Suara serak itu mengejutkannya.

Adel menatapnya getir dalam jarak di mana napas keduanya saling bertemu.

"Kamu … orang pertama yang buat aku nganggep, oh … aku … juga punya temen kok. Aku nggak perlu nangis, nggak perlu depresi, karena aku … punya temen. Itu yang aku pikirin selama ini. Kamu nggak tau 'kan? Kamu seberarti itu buat aku?"
Pipi Ashar berkedut.

"Diem!"

"Kamu satu-satunya orang yang aku hubungin waktu suara di kepala aku selalu ngebentak aku, ngerendahin aku. Aku selalu berjuang tiap malam, berusaha ngalahin pikiran buruk yang nggak pernah lepas dari kepala aku."

Adel berkedip kala air matanya berderai.

"Selama kamu ada di sini, semuanya … pelan-pelan jadi membaik. Kamu bener-bener ngebantu aku bahkan cuma dengan fakta bahwa kamu ada. Aku kenal kamu. Kamu baik sama aku. Kamu nganggep aku temen, sahabat. Ngebayangin aku bisa cerita apa aja ke kamu dan bakal kamu dengerin sampai selesai selama apa pun itu, selalu jadi kekuatan tiap aku nangis berjam-jam di kamar, mempertanyakan sebenernya apa gunanya aku hidup. Kamu sepenting itu buat aku, Shar. Kamu bukan sekadar orang nomor dua setelah Egi yang bisa aku buang begitu aja. Enggak, kamu nggak begitu."

Adel mengepalkan tangan yang berada di dada Ashar.

"Kamu berharga."

Dia terisak.

"Tolong jangan begini. Tolong jangan jadi orang yang nggak aku kenal. Kamu itu Ashar. Ashar aku yang baik. Jadi tolong, udah. Please udah. Aku capek banget…."

Sedikit lagi. Sedikit lagi hentakan di hati itu memenangkan ego Ashar, tapi sebelum Ashar menyerah dan mendekap gadis itu, sisi liarnya menyentak. Mata Ashar menggelap. Dia menarik kerah seragam Adel dan berbalik, mendorong cewek itu ke ranjang dengan kasar.

"Shar!"

Dia menindihnya, membuat Adel sesak. Kain kemeja yang basah terterpa air mata itu tanpa pikir panjang Ashar tarik. Merobeknya kasar hingga kancing-kancingnya terpental, menyisakan baju dalam tipis yang melindungi bra dan dada Adel.

Tangan Ashar mencengkeram dua tangan Adel, tak peduli kukunya menancap di telapak tangan cewek itu, mencipta darah anyir.
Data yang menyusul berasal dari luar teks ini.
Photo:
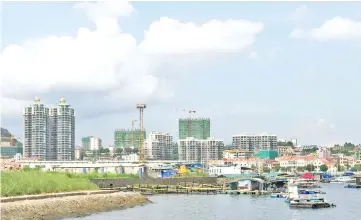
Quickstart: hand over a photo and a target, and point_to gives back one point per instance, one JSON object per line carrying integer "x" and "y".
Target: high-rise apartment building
{"x": 199, "y": 128}
{"x": 91, "y": 143}
{"x": 255, "y": 142}
{"x": 49, "y": 133}
{"x": 36, "y": 131}
{"x": 200, "y": 151}
{"x": 127, "y": 138}
{"x": 159, "y": 146}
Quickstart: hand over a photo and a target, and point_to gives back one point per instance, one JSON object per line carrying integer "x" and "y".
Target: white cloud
{"x": 338, "y": 28}
{"x": 299, "y": 13}
{"x": 110, "y": 61}
{"x": 253, "y": 55}
{"x": 323, "y": 125}
{"x": 170, "y": 36}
Adel tak bisa berkata-kata. Jantungnya bertalu-talu. Ini sungguh posisi yang paling ia takuti. Bibirnya
gemetar hebat.

"Jangan nangis, sialan! Kenapa kamu selalu aja nangis setiap waktu! Aku benci tau nggak? Aku benci!" bentak Ashar menutup mata frustrasi. Tetes air menyapa bibir kering Adel, membuatnya tergugu saat sadar, bahwa Ashar pun … tengah menangis dengan isak kesakitan yang amat kentara.

Dia juga terluka.

Dia juga menderita.

Tapi mau bagaimana lagi? Adel harus apa?

Apa pun yang dia katakan, siapa pun yang dia pihak, pasti akan menyakiti Ashar pada akhirnya.

"Ma–af."

Suara lirih dan tercekat itu melepaskan pejaman mata Ashar. Dia menatap Adel bertanya.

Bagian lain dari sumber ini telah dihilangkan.